The da Vinci S surgical robot system provides a three-dimensional field of view and a more accurate sense of perspective [2527]. Moreover, because this system can magnify target structures, it more easily enables the preservation of the parathyroid and recurrent laryngeal nerves. The robot arm can be driven in multi-angular motions with seven degrees freedom: yaw (side-to-side), pitch (up and down), insertion (in and out), grip, and three additional degrees of freedom provided by the second joint in the instrument tip mimicking the human wrist and finger joints. This enables safe and complete central compartment node dissection in the deep and narrow operation space [28]. The hand-tremor filtration, the fine motion scaling, the negative motion reversal of the robot system (providing minute and precise manipulations of tissue), and the ergonomically designed console means that surgeons experience less fatigue [15, 18, 19].

Despite these various advantages of the da Vinci S surgical robot system, it may prove cost inhibitive when factors such as general cost, fees of disposables, and maintenance are taken into consideration. Additionally, the large room space it requires may be another factor that limits its widespread use in thyroid surgery [19]. However, the total economic expenses can be reduced through the increased cases of robotic operation in various surgical areas [19].

The early surgical outcomes of robot-assisted endoscopic thyroidectomies were compared with the data for conventional open thyroidectomies. As described earlier, this transaxillary approach is a more time-consuming procedure than conventional open thyroidectomy. However, with accumulation of experience, the actual operation time is decreasing. The patients in the robotic group were highly selected for several reasons such as the expected risk group and the expensive operation fee, and the difference in operation method was expected. However, there was little difference in the retrieved lymph node numbers, postoperative hospital stays, and pain between the two groups. Moreover, the postoperative complications in the robotic group were somewhat fewer than in the conventional open thyroidectomy group. From this comparison then, it seems that the initial surgical outcomes for robot-assisted endoscopic thyroidectomy using a gasless, transaxillary approach are satisfactory.

Although robot-assisted endoscopic thyroid surgery showed cosmetic and various technical advantages for surgeons, the major concerns when a new treatment technique for malignant tumors is considered should be the safety and radicalness of the operation to prevent local recurrence and distant metastasis. The relative oncologic safety of endoscopic versus robot-assisted endoscopic thyroid surgery has not yet been established due to the newness of this technology.

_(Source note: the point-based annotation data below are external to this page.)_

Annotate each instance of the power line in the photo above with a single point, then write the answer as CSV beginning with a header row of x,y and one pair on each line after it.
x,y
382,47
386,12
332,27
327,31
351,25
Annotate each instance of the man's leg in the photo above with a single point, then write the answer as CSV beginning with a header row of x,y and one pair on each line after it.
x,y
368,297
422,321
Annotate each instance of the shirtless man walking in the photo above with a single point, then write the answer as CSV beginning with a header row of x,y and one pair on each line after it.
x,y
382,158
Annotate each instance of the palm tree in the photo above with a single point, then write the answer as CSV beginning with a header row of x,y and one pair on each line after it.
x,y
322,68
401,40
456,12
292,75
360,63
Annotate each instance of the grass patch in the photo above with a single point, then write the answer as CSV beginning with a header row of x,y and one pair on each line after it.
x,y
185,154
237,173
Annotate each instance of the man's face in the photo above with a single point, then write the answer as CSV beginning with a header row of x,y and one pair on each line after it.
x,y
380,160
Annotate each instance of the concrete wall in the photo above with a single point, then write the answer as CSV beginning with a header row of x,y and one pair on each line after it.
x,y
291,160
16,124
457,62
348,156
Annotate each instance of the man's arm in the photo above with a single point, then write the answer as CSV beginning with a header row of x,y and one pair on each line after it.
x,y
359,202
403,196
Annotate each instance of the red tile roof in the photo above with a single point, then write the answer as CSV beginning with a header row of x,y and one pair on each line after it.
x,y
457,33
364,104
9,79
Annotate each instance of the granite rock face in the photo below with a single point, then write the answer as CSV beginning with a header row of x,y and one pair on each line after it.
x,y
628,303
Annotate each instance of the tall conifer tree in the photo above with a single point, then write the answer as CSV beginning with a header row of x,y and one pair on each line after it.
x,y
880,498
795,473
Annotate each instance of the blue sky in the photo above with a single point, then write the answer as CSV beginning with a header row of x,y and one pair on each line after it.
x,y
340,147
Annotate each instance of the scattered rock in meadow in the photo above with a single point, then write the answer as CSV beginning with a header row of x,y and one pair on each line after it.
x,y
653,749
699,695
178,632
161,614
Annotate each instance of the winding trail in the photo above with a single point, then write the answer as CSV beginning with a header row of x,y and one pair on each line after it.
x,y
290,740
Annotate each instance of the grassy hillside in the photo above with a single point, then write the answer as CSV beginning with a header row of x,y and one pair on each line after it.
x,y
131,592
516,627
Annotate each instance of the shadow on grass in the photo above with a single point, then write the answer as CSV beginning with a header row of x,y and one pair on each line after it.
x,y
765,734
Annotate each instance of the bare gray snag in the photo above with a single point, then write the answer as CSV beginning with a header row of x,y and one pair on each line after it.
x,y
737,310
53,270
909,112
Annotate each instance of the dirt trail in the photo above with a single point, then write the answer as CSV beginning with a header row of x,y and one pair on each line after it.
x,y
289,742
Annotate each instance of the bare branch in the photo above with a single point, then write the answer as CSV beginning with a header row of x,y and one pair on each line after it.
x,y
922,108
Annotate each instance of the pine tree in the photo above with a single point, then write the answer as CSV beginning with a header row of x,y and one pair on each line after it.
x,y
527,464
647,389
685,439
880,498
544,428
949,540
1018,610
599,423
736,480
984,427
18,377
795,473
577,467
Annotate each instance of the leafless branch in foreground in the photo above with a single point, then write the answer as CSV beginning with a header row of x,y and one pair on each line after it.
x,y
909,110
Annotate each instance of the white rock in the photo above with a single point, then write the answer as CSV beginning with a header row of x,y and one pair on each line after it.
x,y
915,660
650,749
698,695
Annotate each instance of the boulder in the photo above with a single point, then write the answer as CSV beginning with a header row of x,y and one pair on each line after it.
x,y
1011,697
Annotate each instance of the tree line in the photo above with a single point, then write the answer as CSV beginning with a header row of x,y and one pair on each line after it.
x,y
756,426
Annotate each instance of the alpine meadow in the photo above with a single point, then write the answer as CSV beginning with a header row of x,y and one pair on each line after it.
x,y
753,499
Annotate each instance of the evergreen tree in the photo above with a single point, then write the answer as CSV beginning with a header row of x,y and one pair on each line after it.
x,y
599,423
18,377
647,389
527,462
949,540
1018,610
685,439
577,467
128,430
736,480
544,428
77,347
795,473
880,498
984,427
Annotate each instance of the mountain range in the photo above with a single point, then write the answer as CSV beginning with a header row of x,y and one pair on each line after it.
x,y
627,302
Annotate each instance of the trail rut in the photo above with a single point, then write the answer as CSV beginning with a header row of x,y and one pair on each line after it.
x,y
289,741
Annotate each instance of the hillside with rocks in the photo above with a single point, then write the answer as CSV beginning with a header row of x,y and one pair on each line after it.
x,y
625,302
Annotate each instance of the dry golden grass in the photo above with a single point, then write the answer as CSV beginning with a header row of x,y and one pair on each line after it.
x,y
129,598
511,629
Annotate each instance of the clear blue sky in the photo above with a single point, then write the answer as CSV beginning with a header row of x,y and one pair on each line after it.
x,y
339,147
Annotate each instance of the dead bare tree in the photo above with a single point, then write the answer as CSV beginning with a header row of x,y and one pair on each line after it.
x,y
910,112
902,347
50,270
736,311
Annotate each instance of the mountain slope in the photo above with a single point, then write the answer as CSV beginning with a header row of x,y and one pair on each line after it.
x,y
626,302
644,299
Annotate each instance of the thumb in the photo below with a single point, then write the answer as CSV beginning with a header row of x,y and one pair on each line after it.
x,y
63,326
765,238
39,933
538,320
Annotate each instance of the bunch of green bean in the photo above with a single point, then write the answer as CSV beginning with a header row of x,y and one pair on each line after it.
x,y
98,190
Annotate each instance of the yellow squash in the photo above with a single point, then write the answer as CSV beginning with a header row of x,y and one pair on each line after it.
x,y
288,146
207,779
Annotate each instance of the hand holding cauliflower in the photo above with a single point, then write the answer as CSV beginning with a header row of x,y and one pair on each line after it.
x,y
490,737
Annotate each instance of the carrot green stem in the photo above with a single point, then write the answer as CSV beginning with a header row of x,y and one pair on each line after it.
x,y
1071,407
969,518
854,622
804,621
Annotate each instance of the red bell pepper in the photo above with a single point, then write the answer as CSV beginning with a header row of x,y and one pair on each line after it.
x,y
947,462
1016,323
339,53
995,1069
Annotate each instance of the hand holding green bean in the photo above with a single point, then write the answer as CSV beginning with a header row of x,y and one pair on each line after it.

Recently, however, various surgical applications and the results of endoscopic thyroid surgery for early thyroid cancer with low-risk groups have been reported [1014].

To prevent cancer cell dissemination and to minimize the possibility of local recurrence during endoscopic thyroidectomy, the safety of the operational methods and the degree of surgical skill are important. We suggest that our gasless transaxillary approach for endoscopic thyroidectomy, with the added technical advantages of robot assistance, is a safe and effective method. Indeed, we are planning a future study to compare the safety and radicalness of open, conventional endoscopic, and robot-assisted endoscopic thyroidectomies. If the safety and radicalness of robotic thyroid surgery as a treatment for papillary thyroid microcarcinoma can be established by the performance of complete thyroidectomies with secure lymphadenectomies, then the application boundaries and development area of this technique can be gradually extended.

Conclusion

Our novel technique of robot-assisted endoscopic thyroid surgery using a gasless transaxillary approach is a feasible and safe method with satisfactory initial surgical outcomes. We suggest that the application of robotic technology in endsocopic thyroid surgeries could overcome the limitations of conventional endoscopic surgeries in the surgical management of selected patients with thyroid cancer.